Owning your own business isn’t always easy, and that’s true when it comes to everyday decision-making as well as planning for the long-term. You’re basically in charge of everything that happens (or doesn’t happen), as well as the consequences — both good and bad. You also have a lot more work to do when it comes to planning for taxes and for your eventual departure from the world of work.
But retirement planning is far from impossible, especially since there are multiple retirement accounts that can help you invest more than you ever could with a traditional 401(k) plan.
If you own your own business, saving for retirement with one of these plans can help you reach your goals and reduce your taxable income. Still, you should do your research to find out which type of retirement plan suits your needs best.
A Simplified Employee Pension (SEP) can be opened by a business owner or someone who is self-employed. This type of account lets you contribute to your employee’s retirement accounts if you have employees, but you can also use it to grow your own retirement savings.
While the SEP IRA can be a good choice for small business owners with no employees or a spouse as their only employee, you’ll want to be picky about this plan if you have multiple employees. That’s because the IRS sets terms for who is considered an eligible employee at your business, and because you are required to contribute an equal percentage of their income to their accounts as you do their own. In other words, if you contribute 10% of your income to your SEP IRA, you must do the same for all eligible employees.

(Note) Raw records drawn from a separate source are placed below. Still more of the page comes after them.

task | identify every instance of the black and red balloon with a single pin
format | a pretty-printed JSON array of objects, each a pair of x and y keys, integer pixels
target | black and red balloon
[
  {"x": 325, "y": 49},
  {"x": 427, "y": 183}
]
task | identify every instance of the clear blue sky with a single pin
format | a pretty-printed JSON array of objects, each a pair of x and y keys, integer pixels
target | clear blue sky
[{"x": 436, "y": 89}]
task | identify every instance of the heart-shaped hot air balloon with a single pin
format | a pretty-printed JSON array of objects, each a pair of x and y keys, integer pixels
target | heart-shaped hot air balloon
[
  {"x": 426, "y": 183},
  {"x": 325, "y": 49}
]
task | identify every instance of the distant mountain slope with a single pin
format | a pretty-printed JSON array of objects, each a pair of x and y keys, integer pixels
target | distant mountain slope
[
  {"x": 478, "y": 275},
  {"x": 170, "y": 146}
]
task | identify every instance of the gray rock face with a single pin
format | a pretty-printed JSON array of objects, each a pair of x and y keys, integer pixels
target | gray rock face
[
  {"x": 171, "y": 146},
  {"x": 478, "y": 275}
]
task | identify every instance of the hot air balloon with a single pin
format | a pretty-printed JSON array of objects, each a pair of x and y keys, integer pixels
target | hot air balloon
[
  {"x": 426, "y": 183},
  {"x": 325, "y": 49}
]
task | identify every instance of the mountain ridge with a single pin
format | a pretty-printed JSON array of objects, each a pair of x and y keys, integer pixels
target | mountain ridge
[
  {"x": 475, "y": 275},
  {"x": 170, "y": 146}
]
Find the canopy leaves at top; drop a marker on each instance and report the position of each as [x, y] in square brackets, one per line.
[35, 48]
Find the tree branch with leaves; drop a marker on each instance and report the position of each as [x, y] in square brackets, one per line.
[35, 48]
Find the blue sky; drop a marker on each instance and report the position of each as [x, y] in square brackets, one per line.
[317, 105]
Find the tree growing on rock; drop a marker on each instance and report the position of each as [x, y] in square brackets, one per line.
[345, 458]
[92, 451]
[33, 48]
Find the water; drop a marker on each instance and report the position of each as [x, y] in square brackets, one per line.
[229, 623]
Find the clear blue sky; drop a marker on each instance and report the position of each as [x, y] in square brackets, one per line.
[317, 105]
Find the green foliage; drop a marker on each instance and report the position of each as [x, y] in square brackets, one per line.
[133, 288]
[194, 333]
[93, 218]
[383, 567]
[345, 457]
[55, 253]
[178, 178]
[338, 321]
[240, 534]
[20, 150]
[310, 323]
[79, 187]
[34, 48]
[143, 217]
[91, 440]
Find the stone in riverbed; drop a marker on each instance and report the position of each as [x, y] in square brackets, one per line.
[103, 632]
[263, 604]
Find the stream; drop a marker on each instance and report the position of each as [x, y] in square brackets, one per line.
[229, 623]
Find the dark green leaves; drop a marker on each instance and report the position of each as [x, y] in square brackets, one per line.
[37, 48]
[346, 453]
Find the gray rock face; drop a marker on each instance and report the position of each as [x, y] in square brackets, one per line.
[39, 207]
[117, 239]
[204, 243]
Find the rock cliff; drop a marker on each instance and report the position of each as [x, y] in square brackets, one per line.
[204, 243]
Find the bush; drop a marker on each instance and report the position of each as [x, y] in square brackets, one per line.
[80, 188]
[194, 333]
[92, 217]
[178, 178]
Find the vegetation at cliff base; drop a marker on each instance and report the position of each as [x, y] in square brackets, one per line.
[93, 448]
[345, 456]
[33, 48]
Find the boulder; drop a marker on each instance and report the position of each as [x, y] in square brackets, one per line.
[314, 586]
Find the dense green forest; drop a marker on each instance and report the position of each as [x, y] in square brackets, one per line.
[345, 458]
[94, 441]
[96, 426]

According to the IRS, an eligible employee is someone who meets all of the following requirements:
- They are 21 or older
- They have worked for you for at least 3 of the last 5 years
- They earned at least $650 in compensation from your business for 2021
Fortunately, contribution limits for the SEP IRA are high. If you’re self-employed, you can contribute up to 25% of your net earnings from self-employment with a maximum of $58,000 in 2021. Interestingly, SEP IRA accounts do not allow “catch-up” contributions for older workers like some other retirement plans do.
Another option to consider is the Solo 401(k) plan, which is sometimes called a one-participant 401(k). This type of plan is geared to self-employed individuals who don’t have any employees, although it also works for a self-employed person and their spouse.
The Solo 401(k) lets you contribute as an employer and as an employee. On the employee end, you can defer up to 100% of your compensation up to an annual limit of $19,500 (or $26,000 total if you’re ages 50 or older). On the employer end, you can also contribute up to 25% of compensation.
The contribution cap for the Solo 401(k) is $58,000 in 2021 as well, so this account can be a useful tool when it comes to saving for retirement and reducing your income tax bill.
The SIMPLE IRA lets employers and employees invest for retirement, and this plan is known for its lack of start-up and operating costs. This account is also typically available to small businesses with 100 or fewer employees.
Generally speaking, the employer is required to contribute one of the following to their employee’s plans: a matching contribution of up to 3% of their compensation, or a 2% nonelective contribution for each employee. Employees are also always 100% vested in their SIMPLE IRA plan.
In 2021, the maximum contribution to a SIMPLE IRA is $13,500, although an additional catchup contribution of up to $3,000 is allowed for individuals ages 50 or older.
Traditional or Roth IRA
Another type of retirement plan to consider in addition to, or instead of, other options is the traditional or Roth IRA. Both the traditional and Roth IRA have the same combined contribution limit of $6,000 in 2021, but you can contribute an extra $1,000 in catch-up contributions per year if you’re ages 50 or older.
Traditional IRA contributions can be tax-deductible if you meet eligibility requirements, such as not having a retirement plan at work and having an income that does not exceed limits set by the IRS. Whether you can deduct contributions or not, your traditional IRA funds get to grow tax-free, and you’ll only pay income taxes when you begin taking distributions in retirement age.
With the Roth IRA, on the other hand, you make contributions with after-tax dollars. However, your money grows tax-free and you can take withdrawals in retirement without paying income taxes.
With that being said, the Roth IRA has income caps that limit who can contribute. If you’re married and you file taxes jointly with your spouse, for example, your modified adjusted gross income (MAGI) must be below $208,000 to contribute to a Roth IRA, and your MAGI must be below $198,000 if you want to contribute the full amount.
Plan an Exit Strategy for Your Business
While the retirement plans I outline above can be advantageous for entrepreneurs who want to begin investing, the value of your business should also be factored in. After all, business owners who have remained in operation for decades may find their business is their largest asset, or at least an asset that can help cover the long-term costs of retirement.
With that in mind, there is a lot to consider when planning an exit strategy for your business, including who you might sell it to and when. You also need a solid valuation of your business that you can plan around, as well as the know-how to make the sale as tax-efficient as it possibly can be.
At the end of the day, investing for retirement is a smart move, even if you plan to sell your business to help fund your golden years. Doing both can also help you diversify your strategy so you won’t be left holding the bag if your business loses value or the stock market tanks.
Whatever you do, start planning for your future retirement now — even if you need professional help to know which financial moves to make. If you fail to plan for retirement as a small business owner, you could live to regret it.